Na początku Sonic Generations, wszystko gra jedwabiście gładko. Poziomy 2D Sonic są zabawne, poziomy 3D Sonic są zabawne. Wszystko jest eleganckie, dopóki nie dojdziesz do ostatniej trzeciej części gry, gdzie najwyraźniej nikt nie przetestował tego.
Podczas ostatnich kilku poziomów Sonic Generations, Sonic by to zrobił losowo zacznij iść w lewo, wpadłby w miejsca, w których nie powinien, i przypadkowo po prostu nie słuchał wejść. Wynika to po części z problemów związanych z kontrolerem, które przeczytałem dotyczyły tylko komputera.

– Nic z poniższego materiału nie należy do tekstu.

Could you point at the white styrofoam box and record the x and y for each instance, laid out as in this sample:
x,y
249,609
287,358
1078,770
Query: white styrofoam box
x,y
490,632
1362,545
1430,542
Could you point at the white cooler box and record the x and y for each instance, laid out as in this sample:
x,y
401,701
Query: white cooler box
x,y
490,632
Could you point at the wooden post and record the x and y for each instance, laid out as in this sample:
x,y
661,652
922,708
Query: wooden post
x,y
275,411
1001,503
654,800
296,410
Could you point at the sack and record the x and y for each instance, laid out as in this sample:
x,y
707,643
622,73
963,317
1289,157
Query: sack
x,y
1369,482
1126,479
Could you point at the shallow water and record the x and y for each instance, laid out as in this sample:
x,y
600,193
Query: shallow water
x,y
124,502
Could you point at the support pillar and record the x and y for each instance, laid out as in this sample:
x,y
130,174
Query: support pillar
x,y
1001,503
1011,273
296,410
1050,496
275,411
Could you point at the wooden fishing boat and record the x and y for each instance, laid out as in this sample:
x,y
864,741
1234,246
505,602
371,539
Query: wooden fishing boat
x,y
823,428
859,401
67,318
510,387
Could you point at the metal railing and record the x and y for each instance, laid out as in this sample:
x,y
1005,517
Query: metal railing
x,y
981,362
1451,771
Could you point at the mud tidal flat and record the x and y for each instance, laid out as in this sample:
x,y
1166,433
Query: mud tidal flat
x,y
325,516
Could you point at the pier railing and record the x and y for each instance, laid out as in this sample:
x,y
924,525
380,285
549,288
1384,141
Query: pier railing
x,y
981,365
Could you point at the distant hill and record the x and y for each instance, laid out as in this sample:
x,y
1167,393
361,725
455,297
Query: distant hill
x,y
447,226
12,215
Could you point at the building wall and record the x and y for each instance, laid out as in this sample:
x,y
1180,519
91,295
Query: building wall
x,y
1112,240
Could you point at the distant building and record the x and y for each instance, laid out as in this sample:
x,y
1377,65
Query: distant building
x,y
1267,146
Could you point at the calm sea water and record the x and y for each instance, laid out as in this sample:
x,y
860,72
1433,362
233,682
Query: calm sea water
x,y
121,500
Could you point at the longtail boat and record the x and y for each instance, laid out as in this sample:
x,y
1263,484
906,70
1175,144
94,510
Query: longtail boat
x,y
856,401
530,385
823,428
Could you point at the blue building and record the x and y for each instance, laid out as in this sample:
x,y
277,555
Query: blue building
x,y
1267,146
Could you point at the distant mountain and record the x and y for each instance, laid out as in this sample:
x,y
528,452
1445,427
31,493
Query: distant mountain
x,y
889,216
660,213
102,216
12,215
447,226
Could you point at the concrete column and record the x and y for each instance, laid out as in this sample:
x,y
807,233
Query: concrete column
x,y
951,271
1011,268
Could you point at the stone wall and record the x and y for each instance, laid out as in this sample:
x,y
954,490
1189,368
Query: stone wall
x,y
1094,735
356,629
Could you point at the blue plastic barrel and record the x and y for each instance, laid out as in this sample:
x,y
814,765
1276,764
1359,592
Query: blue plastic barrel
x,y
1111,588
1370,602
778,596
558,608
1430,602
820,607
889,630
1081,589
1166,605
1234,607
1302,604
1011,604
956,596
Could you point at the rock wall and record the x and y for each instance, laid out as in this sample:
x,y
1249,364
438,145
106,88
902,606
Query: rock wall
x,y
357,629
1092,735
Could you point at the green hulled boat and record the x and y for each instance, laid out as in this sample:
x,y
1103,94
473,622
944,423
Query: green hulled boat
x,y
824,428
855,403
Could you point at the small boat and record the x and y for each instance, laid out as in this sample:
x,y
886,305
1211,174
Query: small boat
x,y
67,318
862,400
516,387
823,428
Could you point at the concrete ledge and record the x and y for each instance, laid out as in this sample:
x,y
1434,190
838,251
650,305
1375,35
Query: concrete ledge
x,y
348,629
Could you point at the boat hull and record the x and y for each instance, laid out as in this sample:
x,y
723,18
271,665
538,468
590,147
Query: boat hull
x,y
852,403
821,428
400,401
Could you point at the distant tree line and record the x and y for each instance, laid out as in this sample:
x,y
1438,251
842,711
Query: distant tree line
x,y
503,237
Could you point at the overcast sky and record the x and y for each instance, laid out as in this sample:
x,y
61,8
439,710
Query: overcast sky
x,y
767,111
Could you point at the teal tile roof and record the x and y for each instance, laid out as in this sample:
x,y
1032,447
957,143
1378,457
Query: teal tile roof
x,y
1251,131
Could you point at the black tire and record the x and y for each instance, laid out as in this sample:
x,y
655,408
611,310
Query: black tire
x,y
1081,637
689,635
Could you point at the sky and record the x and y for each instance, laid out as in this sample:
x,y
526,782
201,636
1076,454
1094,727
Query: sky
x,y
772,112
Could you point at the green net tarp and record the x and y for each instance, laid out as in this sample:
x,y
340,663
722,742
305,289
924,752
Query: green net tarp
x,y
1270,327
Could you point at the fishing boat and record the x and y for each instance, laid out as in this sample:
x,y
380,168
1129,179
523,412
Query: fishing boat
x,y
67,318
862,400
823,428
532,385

Niezależnie od tego, czy problem dotyczy tylko portu, to poważnie odebrało przyjemność z gry. Na koniec Po prostu grałem przez to z daleka.
Trudno mi było również cieszyć się wszystkimi szefami z wyjątkiem drugiego. Czuli się urażeni i jakby za długo, zwłaszcza w ostatnich dwóch. W walce, w której stoisz przed Eggmanem przed ostatnią bitwą, miałem niezadowolenie, że przeszedłem przez niego z powodu jakiejś okropnej usterki, lądując w jakimś dziwnym, poza ekranem obszarze, a następnie przynosząc go z powrotem do obszaru, w którym byłem w, ale niewidoczny, w środku krzywdzenia. To było naprawdę poważne Sonic Generations zrobiła wszystko, żeby się upewnić stracić.
Werdykt
Kochałem prawie każdą sekundę pierwszych 2/3 Sonic Generations. Po tym stało się jedną z najgorszych gier, w jakie kiedykolwiek grałem. Słyszałem, że wersja konsoli jest wolna od tych błędów, a jeśli to prawda, dałbym jej łatwy 8/10. Jednak wersja PC, którą grałem, zawiodła mnie na zbyt wiele sposobów, aby była warta czegoś innego niż 4/10.